Figure 5A: Transmission Electron Microscopy (TEM) of sperm from cauda, caput and testis from DefbΔ9/DefbΔ9 (−/−) and wild-type littermates (+/+) mice. Top and middle horizontal panels show overviews of cross section of sperm from cauda of +/+ and −/− mice respectively at various levels of the tail (a). Higher magnification of cross section of principal piece (b–d) and mid-piece (e–f) of sperm tails. Upper panel (f) shows normal axoneme (9+2 microtubules, MT), mitochondrial sheath (M), outer dense fibres (ODF) in wild-type mouse sperm. Middle panel (f) shows clear disruption and disintegration of the MT (arrowhead) in sperm from DefbΔ9 (−/−). Middle panel (b) shows example of additional microtubules (*) other than the classical 9+2 arrangement. Bottom panel shows TEM of caput epididymal (a, b) and testis (c, d) sperm from wild type (+/+) and DefbΔ9(−/−) mice. No obvious microtubule disruptions were observed in sperm within the caput or testis of the mutant mice. Bars: 500 nm and 100 nm as labelled (a–f). Figure 5B: Fluorescent intensity of total intracellular calcium of wild-type (+/+) littermates and DefbΔ9/DefbΔ9 (−/−) sperm using Fluo3 AM ester assay. The calcium levels were measured using Fluo-3 AM ester calcium fluorescent indicator at 5 µM concentration incubated with spermatozoa at 20 million/ml for 30 mins at 37°C, samples were washed and loaded onto 96-well plate in duplicates at 100 µl/well, and the plates were read by BMG Labtech FluoSTAR Omega fluorescent reader (mean ± SD; n = 3).*, p<0.002. Values given are after subtracting the background levels of the DMSO controls.

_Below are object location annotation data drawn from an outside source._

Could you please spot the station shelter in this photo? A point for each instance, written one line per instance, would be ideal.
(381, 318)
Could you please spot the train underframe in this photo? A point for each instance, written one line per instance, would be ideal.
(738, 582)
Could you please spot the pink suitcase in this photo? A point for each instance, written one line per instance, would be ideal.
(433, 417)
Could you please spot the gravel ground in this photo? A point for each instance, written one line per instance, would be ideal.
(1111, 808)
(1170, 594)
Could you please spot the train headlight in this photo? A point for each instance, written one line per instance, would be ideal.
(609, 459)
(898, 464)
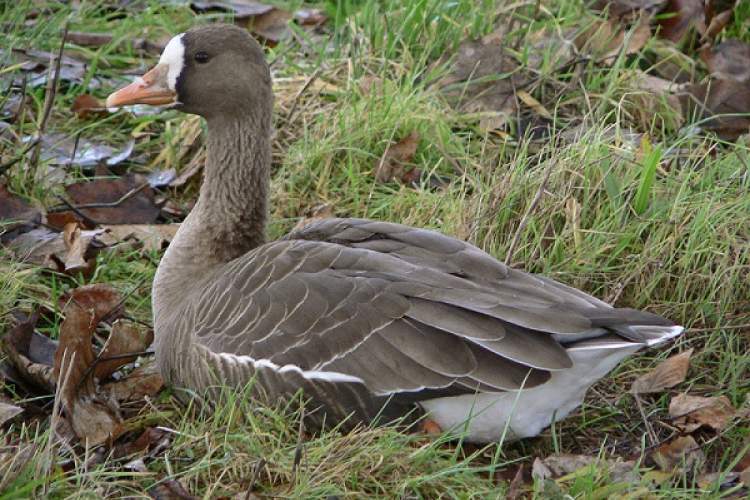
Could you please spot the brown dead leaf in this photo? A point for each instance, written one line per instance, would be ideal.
(170, 490)
(559, 465)
(76, 247)
(8, 411)
(125, 338)
(13, 460)
(136, 200)
(682, 451)
(50, 249)
(729, 60)
(667, 374)
(87, 106)
(692, 412)
(723, 106)
(31, 355)
(628, 8)
(150, 439)
(605, 40)
(141, 382)
(679, 16)
(149, 237)
(94, 420)
(14, 214)
(483, 80)
(394, 162)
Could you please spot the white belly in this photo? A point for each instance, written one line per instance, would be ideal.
(487, 417)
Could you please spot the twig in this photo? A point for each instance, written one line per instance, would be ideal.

Increase in intracellular calcium content in sperm from DefbΔ9/DefbΔ9 mice
We sought to understand why sperm from the DefbΔ9/DefbΔ9 have this precocious capacitation and increased spontaneous AR. Sperm require an increase in intracellular calcium, which causes hyperactivation and allows progression to the AR. Mice deleted for any of the components of the calcium CatSper (cation channels of sperm) channel are infertile due to their lack of ability to transport calcium into the cell, resulting in an inability to undergo capacitation, hyperactivation and prepare sperm for the AR . Conversely, sperm exposed to a ten-fold increase in cauda epididymal calcium concentration in mice mutant in TRPV6 (transient receptor potential vanilloid 6) that is a calcium ion selective channel, display increased intracellular calcium and have a markedly reduced motility and fertilization capacity . In addition, sperm induced with 10 µM of the calcium ionophore A23187 will undergo the AR, but will become immotile .

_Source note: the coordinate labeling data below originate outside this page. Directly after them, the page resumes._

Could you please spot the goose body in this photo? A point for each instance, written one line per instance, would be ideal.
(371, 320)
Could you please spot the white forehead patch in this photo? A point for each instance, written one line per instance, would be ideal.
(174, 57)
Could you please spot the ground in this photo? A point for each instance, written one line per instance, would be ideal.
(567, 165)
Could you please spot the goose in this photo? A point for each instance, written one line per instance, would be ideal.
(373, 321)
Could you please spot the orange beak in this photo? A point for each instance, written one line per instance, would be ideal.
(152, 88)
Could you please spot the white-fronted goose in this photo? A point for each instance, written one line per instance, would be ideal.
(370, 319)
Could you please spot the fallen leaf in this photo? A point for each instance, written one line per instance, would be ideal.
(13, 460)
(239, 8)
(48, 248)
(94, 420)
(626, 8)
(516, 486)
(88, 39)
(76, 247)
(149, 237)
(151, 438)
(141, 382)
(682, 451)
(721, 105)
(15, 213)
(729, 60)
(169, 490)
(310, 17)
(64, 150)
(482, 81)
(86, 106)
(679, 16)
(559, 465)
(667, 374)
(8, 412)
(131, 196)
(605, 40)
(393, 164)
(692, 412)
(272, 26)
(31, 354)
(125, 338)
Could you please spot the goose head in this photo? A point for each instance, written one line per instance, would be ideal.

We treated sperm from wild-type littermates (+/+) with A23187 to release calcium and induce AR, and examined their ultrastructure by TEM at the T90 minutes time point (Figure S4). The A23187 treatment resulted in 53% of these wild-type sperm being acrosome reacted as judged by Coomassie G250 stain (157 sperm undergone AR out of 293), compared to 14% (38 sperm undergone AR out of 271) of the untreated wild-type controls. The TEM revealed that a phenotype of microtubule disruption was evident in 52% (101/195 tails in focus) of the A23187 treated sperm compared to 3% (3/105 tails in focus) in the controls (Figure S4). This strongly suggests that excessive intracellular calcium may induce microtubule defects similar to those we observe in the DefbΔ9 mutant sperm.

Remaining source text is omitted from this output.